A falta de regulagem faz com que cada farol aponte paraum lugar diferente. Para eles serem eficazes é preciso que iluminem o campo correto, sem atrapalhar a visão dos outros motoristas. A desregulagem dos faróis acontece com o tempo, devido aos inúmeros solavancos e trepidações que o carro sofre durante um percurso. As molas cedem e altura do carro modifica-se, distorcendo o foco de iluminação. Para regular os fachos há duas formas: uma, mais técnica e feita através de equipamentos, pode ser realizada em concessionárias e auto-elétricas; a outra, mais simples, pode ser feita pelo próprio motorista, em casa, com a ajuda de uma fita crepe (veja quadro nesta página).
É bom ressaltar que o uso correto é de lâmpadas de 60 Watts. A utilização de lâmpadas com maior potência (100/90W) - geralmente para atingir maior iluminação - pode comprometer a qualidade do farol.
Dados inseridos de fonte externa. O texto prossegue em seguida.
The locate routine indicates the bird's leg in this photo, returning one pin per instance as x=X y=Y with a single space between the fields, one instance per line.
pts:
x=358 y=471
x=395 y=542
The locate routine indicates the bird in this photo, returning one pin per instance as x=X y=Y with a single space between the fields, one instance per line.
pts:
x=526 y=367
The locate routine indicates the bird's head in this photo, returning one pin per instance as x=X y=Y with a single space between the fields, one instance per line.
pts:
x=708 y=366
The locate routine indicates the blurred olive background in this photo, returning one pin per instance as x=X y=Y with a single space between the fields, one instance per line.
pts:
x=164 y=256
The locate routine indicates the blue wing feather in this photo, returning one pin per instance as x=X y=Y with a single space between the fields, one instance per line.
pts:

Isso se deve ao calor gerado por esse tipo de lâmpada que consequentemente aumenta excessivamente a temperatura interna do farol.
As lâmpadas de segunda linha ou de procedência duvidosa podem causar danos sérios aos veículos e, consequentemente, às pessoas. O produto falso apresenta vida útil menor, má distribuição de luz, risco de curto-circuito no soquete (onde é encaixada a lâmpada), comprometendo o sistema elétrico do veículo e multas e acidentes de trânsito. No caso das lâmpadas halogênicas ''piratas'' de alta potência (100/90W) os problemas são ainda maiores: sobrecarga no sistema elétrico, devido à maior intensidade de corrente; queima de fusíveis; danificação do chicote elétrico; aumento de calor no interior dos faróis, eventualmente ocasionando o derretimento dos componentes plásticos e descascamento do acabamento metalizado dos refletores, comprometendo a distribuição de luz; ofuscamento da visão para o motorista que dirige em sentido oposto e multa de trânsito, pois o Contran define 60 W como máxima potência para lâmpadas automotivas em rodovias.
Para maior segurança, recomenda-se sua verificação periódica a cada seis meses. Uma forma simples de identificar se a lâmpada está chegando ao seu final de vida útil, é verificar se o bulbo de vidro está escurecido. Em caso positivo, há a necessidade de sua troca.